In higher plants, heavy metals induce oxidative stress by generation of superoxide radical (O°2, hydrogen peroxide (H2O2), hydroxyl radical (OH°), and singlet oxygen (1O2), collectively termed ROS (Reactive Oxygen Species). ROS can rapidly attack all types of biomolecules such as nucleic acids, proteins, lipids, and amino acids, leading to irreparable metabolic dysfunction and cell death. Therefore, the induction of antioxidant enzymes including CAT, and POD is an important protective mechanism to minimize oxidative damage in polluted environments (Zhang et al., 2007).

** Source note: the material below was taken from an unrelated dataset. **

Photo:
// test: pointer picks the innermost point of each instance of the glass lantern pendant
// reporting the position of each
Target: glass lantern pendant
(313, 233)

According to our results, cobalt increased activity of CAT, APX and PPO in purple basil. High level of cobalt increased peroxidase and ascorbate peroxidase activity in Brassica campestris (Sinha et al., 2012), peroxidase and polyphenoloxidase activity in Raphanus sativus (Jayakumar et al., 2007) and catalase, peroxidase and polyphenoloxidase activity in Vigna unguiculata (Vijayarengan, 2011).

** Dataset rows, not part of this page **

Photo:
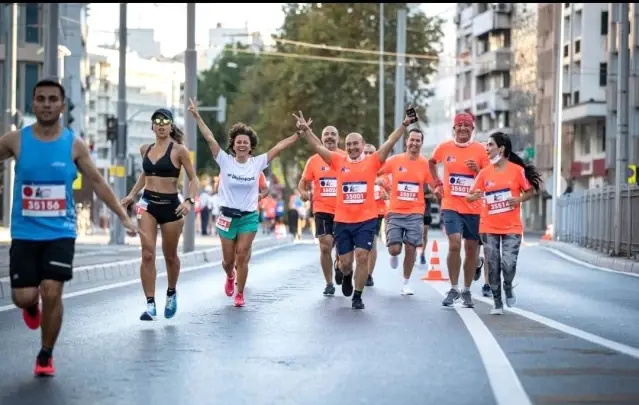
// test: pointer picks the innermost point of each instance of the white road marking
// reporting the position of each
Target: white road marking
(136, 281)
(585, 264)
(504, 382)
(578, 333)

Seed treatment with cysteine decreased activity of APX in purple basil. Also cysteine treatment of vegetative stage decreased activity of APX and PPO compared with untreated-cysteine plants. We did not find any report about the effect of cysteine on the activity of these enzymes. Probably cysteine decreased oxidative stress by chelating of cobalt, resulting to decline in antioxidant enzyme activity.

Plant phenolic compounds by inhibition of lipid peroxidation (by trapping the lipid alkoxyl radical), scavenging molecular species of active oxygen (with their ability to donate electrons or hydrogen atoms), chelation of metal ions and exposure as substrate of peroxidase enzyme, reduce oxidative damage (Michalak, 2006). Phenolic compounds synthetized from cinnamic acid by the action of l-phenyloalanine ammonia-lyase (PAL) (Ec 4.3.1.5) (Michalak 2006; Dixon and Paiva 1995).

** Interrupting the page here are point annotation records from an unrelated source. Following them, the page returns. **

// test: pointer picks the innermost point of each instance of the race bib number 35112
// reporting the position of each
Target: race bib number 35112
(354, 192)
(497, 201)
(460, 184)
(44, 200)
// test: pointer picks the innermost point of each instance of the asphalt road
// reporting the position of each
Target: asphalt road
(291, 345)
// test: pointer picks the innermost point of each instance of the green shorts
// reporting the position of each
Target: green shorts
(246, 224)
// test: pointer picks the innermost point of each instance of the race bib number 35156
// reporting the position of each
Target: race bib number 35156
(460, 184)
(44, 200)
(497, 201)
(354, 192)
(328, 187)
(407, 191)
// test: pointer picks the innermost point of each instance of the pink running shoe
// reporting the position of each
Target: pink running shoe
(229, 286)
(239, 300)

In this research cobalt promoted PAL activity in treated plants. Also seed treatment with cysteine increased PAL activity compared with untreated-cysteine plants.

Conclusion

Cobalt treatment at high levels (100 and 500 µM) increased MDA, other aldehydes, proline content and antioxidant enzyme activity (CAT, APX, PPO, PAL) of Ocimum basilicum L plants. Based on the present investigation, it can be concluded that theseed treatment with cysteine could alleviate cobalt stress effects in low concentrations of this heavy metal, while cysteine applied in vegetative stage was more effective at higher concentrations of cobalt. Probably cysteine due to protection of membrane decreased oxidative stress created by cobalt treatment.